I didn’t realize how BIG Nova Scotia was. It really does take hours to get across, but that didn’t deter us from heading to the northernmost part – Cape Breton. Specifically we wanted to visit the National Park because I had heard such good things!

When We Visited: August 19-21, 2018

Ages of Kids: 12, 10, & 8

Where we stayed: We camped in Cheticamp on the west side of the park. While our friends snagged a site for the whole time, we actually had to move in the middle but it wasn’t crazy. Both sites were unserviced (dry) but the temps were manageable and we did okay. Next time I’d be tempted to stay there for a few days and then tow around and over to Ignogish and park closer to the beach!

The main attraction for this park is driving the Cabot Trail – a beautifully scenic highway that runs the length of the park.
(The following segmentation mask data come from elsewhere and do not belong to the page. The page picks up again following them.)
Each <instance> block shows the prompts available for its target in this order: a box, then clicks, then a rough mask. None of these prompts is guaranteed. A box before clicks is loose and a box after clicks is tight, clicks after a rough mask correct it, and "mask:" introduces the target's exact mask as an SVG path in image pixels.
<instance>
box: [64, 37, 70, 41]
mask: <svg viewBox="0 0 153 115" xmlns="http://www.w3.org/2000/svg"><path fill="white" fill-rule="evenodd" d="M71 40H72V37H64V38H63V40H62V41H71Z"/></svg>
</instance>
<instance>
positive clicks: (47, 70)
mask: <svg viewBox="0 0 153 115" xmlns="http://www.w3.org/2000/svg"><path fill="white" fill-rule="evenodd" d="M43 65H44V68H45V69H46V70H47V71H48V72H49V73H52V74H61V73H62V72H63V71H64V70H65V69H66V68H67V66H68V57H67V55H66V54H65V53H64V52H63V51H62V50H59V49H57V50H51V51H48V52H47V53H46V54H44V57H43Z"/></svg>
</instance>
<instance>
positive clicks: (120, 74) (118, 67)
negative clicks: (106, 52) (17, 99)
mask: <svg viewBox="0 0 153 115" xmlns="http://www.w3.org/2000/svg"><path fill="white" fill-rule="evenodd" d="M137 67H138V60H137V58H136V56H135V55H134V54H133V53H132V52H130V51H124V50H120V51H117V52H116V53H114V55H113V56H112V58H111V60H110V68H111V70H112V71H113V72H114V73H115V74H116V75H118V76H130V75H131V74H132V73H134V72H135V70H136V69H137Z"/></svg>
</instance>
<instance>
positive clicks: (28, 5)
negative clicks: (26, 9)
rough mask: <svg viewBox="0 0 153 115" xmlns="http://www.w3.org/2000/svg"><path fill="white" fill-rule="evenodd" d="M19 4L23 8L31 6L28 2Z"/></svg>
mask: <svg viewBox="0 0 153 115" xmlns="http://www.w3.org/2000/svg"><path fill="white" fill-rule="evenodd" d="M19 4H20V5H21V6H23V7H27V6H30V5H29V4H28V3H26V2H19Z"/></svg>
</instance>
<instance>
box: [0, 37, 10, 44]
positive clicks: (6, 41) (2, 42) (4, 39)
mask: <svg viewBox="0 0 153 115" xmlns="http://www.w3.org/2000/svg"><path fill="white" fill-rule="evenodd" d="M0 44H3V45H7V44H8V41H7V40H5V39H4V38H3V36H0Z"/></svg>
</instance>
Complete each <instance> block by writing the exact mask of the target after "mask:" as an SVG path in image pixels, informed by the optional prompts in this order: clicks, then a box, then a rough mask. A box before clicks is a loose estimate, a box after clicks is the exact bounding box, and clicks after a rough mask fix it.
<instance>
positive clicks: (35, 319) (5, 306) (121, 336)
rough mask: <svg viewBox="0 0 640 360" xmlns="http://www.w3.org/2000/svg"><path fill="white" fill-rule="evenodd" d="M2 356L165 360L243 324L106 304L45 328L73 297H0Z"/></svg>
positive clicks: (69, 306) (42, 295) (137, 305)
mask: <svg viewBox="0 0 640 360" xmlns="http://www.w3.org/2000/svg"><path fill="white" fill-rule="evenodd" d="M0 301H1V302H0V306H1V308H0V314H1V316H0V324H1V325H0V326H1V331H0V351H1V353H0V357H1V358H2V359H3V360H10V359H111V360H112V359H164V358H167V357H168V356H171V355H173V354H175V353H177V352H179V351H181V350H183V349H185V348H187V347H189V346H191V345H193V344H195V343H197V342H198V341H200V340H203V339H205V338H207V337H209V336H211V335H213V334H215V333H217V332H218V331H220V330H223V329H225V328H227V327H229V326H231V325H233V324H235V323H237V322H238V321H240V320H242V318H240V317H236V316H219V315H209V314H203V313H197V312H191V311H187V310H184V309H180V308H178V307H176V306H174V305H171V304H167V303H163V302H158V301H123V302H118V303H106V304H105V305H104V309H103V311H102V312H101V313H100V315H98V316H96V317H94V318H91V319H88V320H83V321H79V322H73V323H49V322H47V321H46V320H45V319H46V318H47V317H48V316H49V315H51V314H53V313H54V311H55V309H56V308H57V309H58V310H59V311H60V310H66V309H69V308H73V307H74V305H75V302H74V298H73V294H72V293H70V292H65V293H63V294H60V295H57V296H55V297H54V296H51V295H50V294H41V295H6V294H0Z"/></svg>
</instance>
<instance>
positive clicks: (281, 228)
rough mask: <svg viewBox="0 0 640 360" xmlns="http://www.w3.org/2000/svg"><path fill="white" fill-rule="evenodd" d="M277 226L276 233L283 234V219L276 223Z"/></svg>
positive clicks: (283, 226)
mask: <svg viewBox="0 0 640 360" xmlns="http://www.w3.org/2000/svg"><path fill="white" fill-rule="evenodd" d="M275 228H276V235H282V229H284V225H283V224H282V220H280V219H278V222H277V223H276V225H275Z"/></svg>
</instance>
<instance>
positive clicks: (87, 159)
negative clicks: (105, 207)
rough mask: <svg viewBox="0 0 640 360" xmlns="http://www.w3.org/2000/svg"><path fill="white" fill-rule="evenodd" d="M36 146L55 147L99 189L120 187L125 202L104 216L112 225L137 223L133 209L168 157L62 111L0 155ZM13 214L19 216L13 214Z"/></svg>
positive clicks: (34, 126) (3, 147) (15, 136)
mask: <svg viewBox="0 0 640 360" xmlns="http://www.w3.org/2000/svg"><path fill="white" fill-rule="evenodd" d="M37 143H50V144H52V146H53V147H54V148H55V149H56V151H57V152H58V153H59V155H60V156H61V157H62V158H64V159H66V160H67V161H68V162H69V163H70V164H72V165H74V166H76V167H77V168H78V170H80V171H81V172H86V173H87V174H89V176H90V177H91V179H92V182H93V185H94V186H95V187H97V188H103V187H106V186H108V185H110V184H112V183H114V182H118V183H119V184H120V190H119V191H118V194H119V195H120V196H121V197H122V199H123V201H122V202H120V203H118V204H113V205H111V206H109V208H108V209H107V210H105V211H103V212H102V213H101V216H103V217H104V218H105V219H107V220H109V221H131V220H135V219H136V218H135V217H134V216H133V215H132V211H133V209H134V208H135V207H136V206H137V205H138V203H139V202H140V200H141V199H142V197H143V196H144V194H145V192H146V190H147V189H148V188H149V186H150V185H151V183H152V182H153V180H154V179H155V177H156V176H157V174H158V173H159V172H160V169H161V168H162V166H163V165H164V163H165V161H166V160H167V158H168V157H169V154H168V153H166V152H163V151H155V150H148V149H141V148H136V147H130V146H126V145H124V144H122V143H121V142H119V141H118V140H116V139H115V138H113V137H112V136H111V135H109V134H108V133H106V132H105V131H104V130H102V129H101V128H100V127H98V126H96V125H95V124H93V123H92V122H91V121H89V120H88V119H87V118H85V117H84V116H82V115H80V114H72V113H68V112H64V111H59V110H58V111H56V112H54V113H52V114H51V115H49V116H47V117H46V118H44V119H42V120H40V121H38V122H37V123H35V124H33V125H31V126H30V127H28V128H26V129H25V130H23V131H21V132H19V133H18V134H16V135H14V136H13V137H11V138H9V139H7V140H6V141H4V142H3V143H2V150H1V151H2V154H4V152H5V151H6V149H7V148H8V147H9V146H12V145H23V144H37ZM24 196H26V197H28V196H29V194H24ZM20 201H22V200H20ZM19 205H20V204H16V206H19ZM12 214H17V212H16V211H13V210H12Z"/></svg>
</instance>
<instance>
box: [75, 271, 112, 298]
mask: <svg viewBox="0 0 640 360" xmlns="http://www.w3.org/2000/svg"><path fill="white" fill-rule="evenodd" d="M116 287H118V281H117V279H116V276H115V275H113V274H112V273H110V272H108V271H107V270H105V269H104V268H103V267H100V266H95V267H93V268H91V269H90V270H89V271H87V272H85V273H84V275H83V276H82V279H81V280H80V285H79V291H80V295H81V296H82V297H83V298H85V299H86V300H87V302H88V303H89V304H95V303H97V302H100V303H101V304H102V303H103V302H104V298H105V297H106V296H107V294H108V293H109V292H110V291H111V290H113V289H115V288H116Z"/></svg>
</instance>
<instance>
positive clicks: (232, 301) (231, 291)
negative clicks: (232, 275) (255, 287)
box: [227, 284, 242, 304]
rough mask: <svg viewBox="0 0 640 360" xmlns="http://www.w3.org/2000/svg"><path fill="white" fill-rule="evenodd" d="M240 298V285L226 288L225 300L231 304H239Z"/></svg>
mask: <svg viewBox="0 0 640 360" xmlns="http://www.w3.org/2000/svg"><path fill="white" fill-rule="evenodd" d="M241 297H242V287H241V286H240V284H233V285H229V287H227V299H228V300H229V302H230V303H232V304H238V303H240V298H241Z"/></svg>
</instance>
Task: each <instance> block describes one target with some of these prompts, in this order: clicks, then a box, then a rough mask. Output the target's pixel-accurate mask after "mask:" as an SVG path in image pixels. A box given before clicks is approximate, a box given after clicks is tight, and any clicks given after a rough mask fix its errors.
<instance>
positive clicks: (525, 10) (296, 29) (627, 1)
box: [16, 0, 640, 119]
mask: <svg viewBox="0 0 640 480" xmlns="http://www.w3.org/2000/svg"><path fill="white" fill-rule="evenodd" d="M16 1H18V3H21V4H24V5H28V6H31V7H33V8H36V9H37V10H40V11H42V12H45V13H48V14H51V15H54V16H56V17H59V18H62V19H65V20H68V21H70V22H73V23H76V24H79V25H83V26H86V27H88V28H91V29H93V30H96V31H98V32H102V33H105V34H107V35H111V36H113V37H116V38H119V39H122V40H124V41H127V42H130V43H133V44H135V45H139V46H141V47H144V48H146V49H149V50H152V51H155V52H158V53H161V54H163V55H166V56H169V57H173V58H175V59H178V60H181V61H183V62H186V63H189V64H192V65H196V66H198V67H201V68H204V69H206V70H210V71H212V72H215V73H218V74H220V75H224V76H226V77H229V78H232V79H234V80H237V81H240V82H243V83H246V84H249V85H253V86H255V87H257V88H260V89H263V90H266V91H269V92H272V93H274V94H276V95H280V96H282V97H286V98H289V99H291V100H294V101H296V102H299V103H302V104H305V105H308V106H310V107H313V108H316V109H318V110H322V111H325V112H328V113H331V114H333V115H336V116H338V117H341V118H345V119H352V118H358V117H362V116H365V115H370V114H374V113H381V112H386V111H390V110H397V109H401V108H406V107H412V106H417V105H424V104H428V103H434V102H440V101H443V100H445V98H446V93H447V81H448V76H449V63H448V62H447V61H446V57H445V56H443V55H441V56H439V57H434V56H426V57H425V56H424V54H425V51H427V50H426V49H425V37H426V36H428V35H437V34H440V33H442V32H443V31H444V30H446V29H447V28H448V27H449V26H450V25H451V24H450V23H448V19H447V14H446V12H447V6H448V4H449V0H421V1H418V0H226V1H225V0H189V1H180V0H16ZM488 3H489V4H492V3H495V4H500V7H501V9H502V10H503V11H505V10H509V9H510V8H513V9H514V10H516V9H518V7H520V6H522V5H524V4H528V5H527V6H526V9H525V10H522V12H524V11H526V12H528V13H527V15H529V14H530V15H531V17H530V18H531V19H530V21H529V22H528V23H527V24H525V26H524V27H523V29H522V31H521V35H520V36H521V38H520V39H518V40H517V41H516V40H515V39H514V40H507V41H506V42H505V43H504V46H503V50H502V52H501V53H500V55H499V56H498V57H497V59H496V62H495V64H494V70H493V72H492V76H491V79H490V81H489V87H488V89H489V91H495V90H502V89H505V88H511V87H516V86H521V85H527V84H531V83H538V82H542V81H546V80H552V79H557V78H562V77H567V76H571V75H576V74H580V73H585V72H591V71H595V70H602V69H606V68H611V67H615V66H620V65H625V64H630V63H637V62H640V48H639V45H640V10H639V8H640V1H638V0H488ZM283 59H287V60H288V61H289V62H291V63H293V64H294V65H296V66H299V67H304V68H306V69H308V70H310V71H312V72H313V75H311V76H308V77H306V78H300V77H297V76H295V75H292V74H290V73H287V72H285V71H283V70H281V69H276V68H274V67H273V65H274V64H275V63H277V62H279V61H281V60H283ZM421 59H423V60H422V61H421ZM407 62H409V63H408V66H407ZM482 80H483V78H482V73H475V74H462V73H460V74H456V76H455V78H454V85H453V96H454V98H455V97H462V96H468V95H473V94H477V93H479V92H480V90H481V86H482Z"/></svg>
We were told we really needed to drive it on a motorcycle, but realistically that just wasn’t going to happen!

Instead of seeing the park piece by piece we determined it would be better to just take off a day of work and spend the whole day exploring! We hadn’t this in a LONG time and although it was a long day we had a blast.

Driving the Cabot Trail

I think most people drive the trail counter-clockwise but since we were already camped on the west side we went the opposite direction. We told the kids we were doing a “10 Hike Challenge” along the way and for the most part everyone stayed enthusiastic. We felt like it was a great way to stop along the way and see various highlights of the park.

“When planning our adventures in Cape Breton Highlands National Park, we decided to take work off and spend the entire day driving & hiking footpaths along the Cabot Trail with our friends @alyssakerickson & @cperickson.

The road winds along the seashore, through the trees and then back to the opposite seashore for 108 km of pretty spectacular scenery.

We haven’t taken an entire day for intense exploring in a long time and it was fabulous. By the end we were exhausted but our adventurous souls were satisfied.” – @currentlywandering

“The shores of Nova Scotia have completely taken me by surprise. This section in particular reminded me of Lake Superior with it’s craggy rocks and blue water. I loved it!

About halfway into our 10 hike challenge, the kids found a burst of energy to scramble up and down to the water and back. Hanging with friends on this trip has been awesome. Outdoor activities always seem to go smoother when the kids (okay adults too) have someone to hang with!” – @currentlywandering

“When we originally planned our route to include Nova Scotia, ‘beach’ was the furthest word from my mind.

Now we can’t get enough.

First we thought we’d just dip our toes in. Then up to our ankles, then a wave came and splashed up to our knees. Before we knew it we were ducking waves and laughing in the salt spray.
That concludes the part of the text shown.